Judge Williams has now posted his form scheduling orders on the District of Delaware website.
I took a look through his non-ANDA scheduling order, and it will be extremely familiar to Delaware practitioners. It mostly tracks Judge Noreika's form order.
Judge Williams' form order does, however, pull in portions from other Delaware judges' form scheduling orders. Here are some changes in Judge Williams' new form order as compared to Judge Noreika's form:
- Discovery disputes and motions to amend or strike use language from Judge Stark's form scheduling order.
- Parties sometimes get tripped up on this, and forget that motions to amend or strike have special rules—so keep that in mind if you have a Judge Williams case.
- The tech tutorial language pulls from Judge Stark's form, but with some major changes. Like in Judge Stark's form, tech tutorials are required, not optional. But, unlike in Judge Stark's form, the tech tutorial must be joint, and there is no provision for the parties to comment on or object to each others' tutorials.
- I don't recall any prior judge requiring joint technology tutorials. That will be interesting.
- I believe Judge Williams will be the only current Delaware judge who requires (rather than permits) tech tutorials. They are not optional.
- In my view, objections to tech tutorials are somewhat time consuming and of limited value. Parties rarely see the Court respond to these objections. Removing them seems like a good change.
- The claim construction briefing language pulls mostly from Judge Andrews' form, which has proven popular. He also adopts Judge Stark's practice of aiming to release a claim construction opinion within 60 days of the Markman hearing.
- The 60-day deadline suggests that Judge Williams may not aim to provide claim construction rulings at the Markman hearing.

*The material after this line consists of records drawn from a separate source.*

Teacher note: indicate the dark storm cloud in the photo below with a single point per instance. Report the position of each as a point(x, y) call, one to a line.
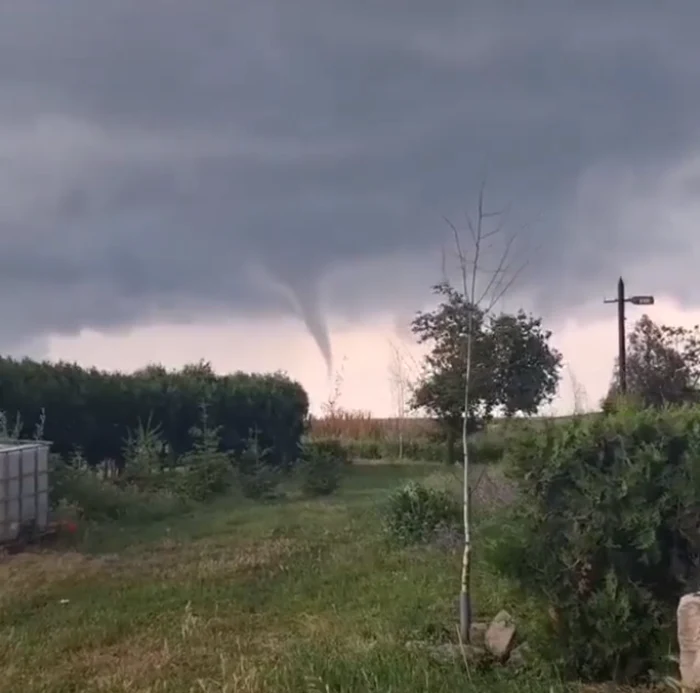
point(168, 157)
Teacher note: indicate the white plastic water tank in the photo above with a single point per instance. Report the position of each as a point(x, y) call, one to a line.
point(24, 487)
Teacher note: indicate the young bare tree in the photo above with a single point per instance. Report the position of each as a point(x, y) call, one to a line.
point(482, 288)
point(401, 384)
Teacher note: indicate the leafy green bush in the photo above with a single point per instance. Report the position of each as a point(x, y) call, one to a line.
point(321, 467)
point(608, 532)
point(258, 479)
point(487, 448)
point(95, 498)
point(207, 471)
point(415, 513)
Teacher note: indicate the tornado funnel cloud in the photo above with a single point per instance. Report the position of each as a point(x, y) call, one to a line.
point(309, 308)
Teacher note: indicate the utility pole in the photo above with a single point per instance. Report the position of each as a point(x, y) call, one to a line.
point(621, 340)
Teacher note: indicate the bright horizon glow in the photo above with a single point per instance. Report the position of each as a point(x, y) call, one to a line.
point(363, 355)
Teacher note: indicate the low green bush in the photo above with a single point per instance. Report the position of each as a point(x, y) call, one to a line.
point(258, 480)
point(415, 513)
point(321, 466)
point(607, 533)
point(95, 498)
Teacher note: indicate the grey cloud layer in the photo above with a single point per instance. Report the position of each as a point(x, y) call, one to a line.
point(177, 157)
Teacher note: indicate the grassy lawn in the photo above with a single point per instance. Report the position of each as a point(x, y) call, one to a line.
point(292, 596)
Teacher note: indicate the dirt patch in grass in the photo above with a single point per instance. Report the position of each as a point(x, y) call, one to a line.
point(32, 572)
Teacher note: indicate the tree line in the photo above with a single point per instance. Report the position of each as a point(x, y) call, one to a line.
point(94, 411)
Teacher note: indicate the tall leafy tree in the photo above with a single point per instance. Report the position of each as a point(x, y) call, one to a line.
point(514, 368)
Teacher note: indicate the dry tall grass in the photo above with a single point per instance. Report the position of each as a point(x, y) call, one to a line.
point(361, 425)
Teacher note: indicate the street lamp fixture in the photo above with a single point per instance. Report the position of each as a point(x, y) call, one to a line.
point(621, 300)
point(641, 300)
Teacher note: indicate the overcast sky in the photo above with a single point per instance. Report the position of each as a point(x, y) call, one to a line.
point(178, 162)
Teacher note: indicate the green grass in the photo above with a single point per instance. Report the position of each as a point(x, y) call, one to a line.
point(292, 596)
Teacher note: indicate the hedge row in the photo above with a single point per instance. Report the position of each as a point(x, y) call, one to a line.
point(94, 411)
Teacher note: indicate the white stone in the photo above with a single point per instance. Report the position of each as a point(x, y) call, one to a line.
point(688, 618)
point(500, 636)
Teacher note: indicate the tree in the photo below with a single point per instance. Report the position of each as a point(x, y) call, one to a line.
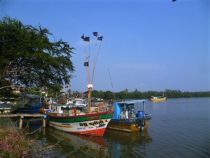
point(30, 59)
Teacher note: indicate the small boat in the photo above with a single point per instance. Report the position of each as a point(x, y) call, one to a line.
point(93, 120)
point(74, 120)
point(126, 118)
point(158, 99)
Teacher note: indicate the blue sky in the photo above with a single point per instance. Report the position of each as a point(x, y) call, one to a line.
point(148, 44)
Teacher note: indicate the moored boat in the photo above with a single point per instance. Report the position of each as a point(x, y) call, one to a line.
point(158, 99)
point(126, 118)
point(84, 123)
point(91, 121)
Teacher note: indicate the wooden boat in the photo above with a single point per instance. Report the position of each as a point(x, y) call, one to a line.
point(126, 119)
point(74, 121)
point(158, 99)
point(92, 121)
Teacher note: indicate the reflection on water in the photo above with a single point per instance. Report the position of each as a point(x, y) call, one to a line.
point(70, 145)
point(123, 144)
point(113, 144)
point(178, 128)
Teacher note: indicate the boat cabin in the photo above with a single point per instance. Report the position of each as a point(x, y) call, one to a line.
point(129, 109)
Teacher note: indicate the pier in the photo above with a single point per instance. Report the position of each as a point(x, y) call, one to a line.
point(22, 116)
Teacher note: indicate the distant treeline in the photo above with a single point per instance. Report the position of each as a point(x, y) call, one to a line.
point(146, 95)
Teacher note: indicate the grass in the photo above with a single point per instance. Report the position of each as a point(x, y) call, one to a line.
point(13, 142)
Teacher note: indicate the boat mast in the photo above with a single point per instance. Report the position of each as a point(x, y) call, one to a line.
point(87, 65)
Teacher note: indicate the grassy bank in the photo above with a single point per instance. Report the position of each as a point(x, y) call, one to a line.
point(13, 142)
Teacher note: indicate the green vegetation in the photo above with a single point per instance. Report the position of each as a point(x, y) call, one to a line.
point(29, 57)
point(13, 143)
point(140, 95)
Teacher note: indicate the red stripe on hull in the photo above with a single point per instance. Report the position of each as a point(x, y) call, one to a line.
point(96, 132)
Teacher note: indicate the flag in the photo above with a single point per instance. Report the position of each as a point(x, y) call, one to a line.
point(82, 37)
point(86, 63)
point(95, 34)
point(100, 38)
point(86, 39)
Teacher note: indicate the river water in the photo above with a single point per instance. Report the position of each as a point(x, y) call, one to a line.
point(179, 128)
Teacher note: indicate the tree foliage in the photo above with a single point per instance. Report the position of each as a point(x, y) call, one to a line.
point(29, 58)
point(146, 95)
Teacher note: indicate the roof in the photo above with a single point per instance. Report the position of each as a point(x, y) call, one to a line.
point(132, 101)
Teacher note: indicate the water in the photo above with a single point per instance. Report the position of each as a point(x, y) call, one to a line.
point(178, 128)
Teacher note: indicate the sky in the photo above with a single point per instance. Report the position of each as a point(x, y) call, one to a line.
point(147, 44)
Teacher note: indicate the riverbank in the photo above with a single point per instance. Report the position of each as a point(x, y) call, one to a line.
point(13, 142)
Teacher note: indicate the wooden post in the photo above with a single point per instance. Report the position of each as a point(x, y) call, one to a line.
point(21, 121)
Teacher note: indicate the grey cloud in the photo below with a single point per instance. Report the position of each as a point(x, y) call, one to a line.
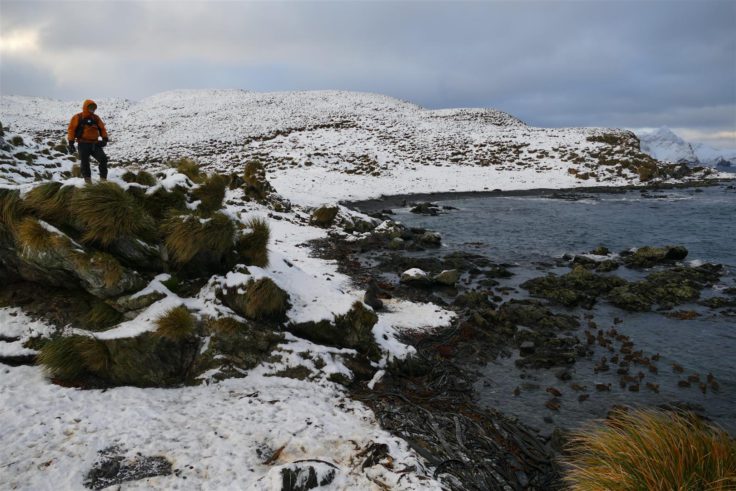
point(558, 63)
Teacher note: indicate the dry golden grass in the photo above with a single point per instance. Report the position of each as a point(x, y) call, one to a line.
point(186, 235)
point(107, 213)
point(189, 168)
point(175, 324)
point(71, 357)
point(142, 177)
point(31, 234)
point(211, 193)
point(11, 208)
point(160, 203)
point(51, 202)
point(101, 316)
point(111, 268)
point(219, 232)
point(265, 300)
point(652, 450)
point(183, 237)
point(224, 325)
point(253, 245)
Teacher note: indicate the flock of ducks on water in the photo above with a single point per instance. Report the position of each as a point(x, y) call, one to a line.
point(625, 362)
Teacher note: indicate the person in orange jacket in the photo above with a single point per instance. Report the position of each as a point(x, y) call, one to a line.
point(88, 130)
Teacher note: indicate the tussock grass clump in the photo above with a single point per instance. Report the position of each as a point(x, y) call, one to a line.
point(160, 203)
point(253, 245)
point(110, 266)
point(265, 300)
point(101, 316)
point(107, 213)
point(31, 234)
point(51, 201)
point(142, 177)
point(211, 193)
point(186, 235)
point(189, 168)
point(225, 325)
point(145, 178)
point(256, 185)
point(183, 237)
point(324, 216)
point(219, 233)
point(652, 450)
point(12, 208)
point(175, 324)
point(72, 357)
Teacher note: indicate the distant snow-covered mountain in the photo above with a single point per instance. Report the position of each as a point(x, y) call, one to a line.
point(664, 144)
point(323, 146)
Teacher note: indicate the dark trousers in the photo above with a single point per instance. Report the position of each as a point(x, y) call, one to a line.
point(87, 150)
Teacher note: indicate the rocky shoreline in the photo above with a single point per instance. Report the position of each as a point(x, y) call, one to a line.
point(401, 200)
point(437, 384)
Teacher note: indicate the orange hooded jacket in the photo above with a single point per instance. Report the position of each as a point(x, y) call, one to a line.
point(90, 131)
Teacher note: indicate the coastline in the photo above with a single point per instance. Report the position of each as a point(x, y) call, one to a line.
point(399, 200)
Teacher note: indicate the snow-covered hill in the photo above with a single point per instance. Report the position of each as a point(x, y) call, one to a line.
point(664, 144)
point(329, 145)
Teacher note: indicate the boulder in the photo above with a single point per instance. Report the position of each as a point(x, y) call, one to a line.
point(416, 277)
point(234, 347)
point(447, 277)
point(665, 288)
point(646, 257)
point(354, 330)
point(260, 299)
point(324, 216)
point(579, 287)
point(136, 301)
point(431, 238)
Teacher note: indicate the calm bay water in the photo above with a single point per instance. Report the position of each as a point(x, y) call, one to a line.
point(529, 231)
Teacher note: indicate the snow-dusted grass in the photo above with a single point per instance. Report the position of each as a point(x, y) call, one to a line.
point(218, 436)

Judge Williams also chose not to adopt a few provisions from Judge Noreika's form orders, suggesting he may have different views:
- Judge Williams dropped language prompting the parties to agree or disagree that expert declarations may be used in motion practice. Here is that language:
Expert Report Supplementation. The parties agree they [will] [will not] permit expert declarations to be filed in connection with motions briefing (including case-dispositive motions).
- In two instances, Judge Williams omitted language that discouraged parties from including "general summaries of the law relating to claim construction" in their briefing (one from Judge Stark's form, and one from Judge Noreika's)—perhaps he is more open to these kinds of summaries.
Judge Williams' ANDA scheduling order looks similar to his non-ANDA order, but (as usual) removes some of the disclosure deadlines and does not permit summary judgment.
I haven't heard any word yet on whether Judge Williams will permit parties to keep their current scheduling orders, but I wouldn't be surprised if he does, given that his form orders do not (yet) have any major changes from a typical Delaware scheduling order.